Presumptive Republican presidential nominee Donald Trump on Monday clarified his comments about the Orlando massacre, tweeting that only security guards or employees should have had access to weapons, not guests of the Pulse nightclub. 

 
{mosads}Trump repeatedly said over the past week that the outcome in Orlando, where 49 people were killed and 53 others were injured by a lone gunman, would have been different had more people in the club had guns.
 
“If people in that room had guns, with the bullets flying in the opposite direction right at him, right at his head, you wouldn’t have had the same tragedy that you ended up having,” Trump told CNN last week.
“[I]f you had guns in that room, even if you had a number of people having it strapped to your ankle or strapped to their waist, where bullets could have flown in the other direction right at him, you wouldn’t have had the same kind of a tragedy,” he said. 
 
Trump also said at a rally in Texas on Friday that he wished someone had taken down the armed gunman.

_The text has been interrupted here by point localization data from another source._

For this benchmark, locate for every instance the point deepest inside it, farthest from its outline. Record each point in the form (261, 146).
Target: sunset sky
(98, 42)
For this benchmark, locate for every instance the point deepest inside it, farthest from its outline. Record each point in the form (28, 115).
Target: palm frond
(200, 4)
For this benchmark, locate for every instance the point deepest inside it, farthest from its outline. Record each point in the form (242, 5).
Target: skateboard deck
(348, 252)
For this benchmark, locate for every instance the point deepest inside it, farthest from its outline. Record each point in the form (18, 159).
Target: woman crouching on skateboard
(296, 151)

“If we had people with the bullets going in the opposite direction — right smack between the eyes of this maniac,” Trump said, pointing to his forehead. “If some of those wonderful people had guns strapped right here, right to their waist or right to their ankle, and this son of a bitch comes out and starts shooting, and one of the people in that room happened to have it and goes boom, boom, you know what? That would have been a beautiful, beautiful sight, folks. That would have been a beautiful, beautiful sight.” 

Those previous comments were widely reported as support from Trump for armed clubgoers. 

Trump’s latest tweet came a day after the National Rifle Association’s (NRA) top lobbyist and political strategist said on Sunday that he didn’t want to see armed people drinking at clubs.
 
“No one thinks that people should go into a nightclub drinking and carrying firearms. That defies common sense. It also defies the law. It’s not what we’re talking about here,” Chris Cox, executive director of the NRA Institute for Legislative Action, said on ABC’s “This Week.”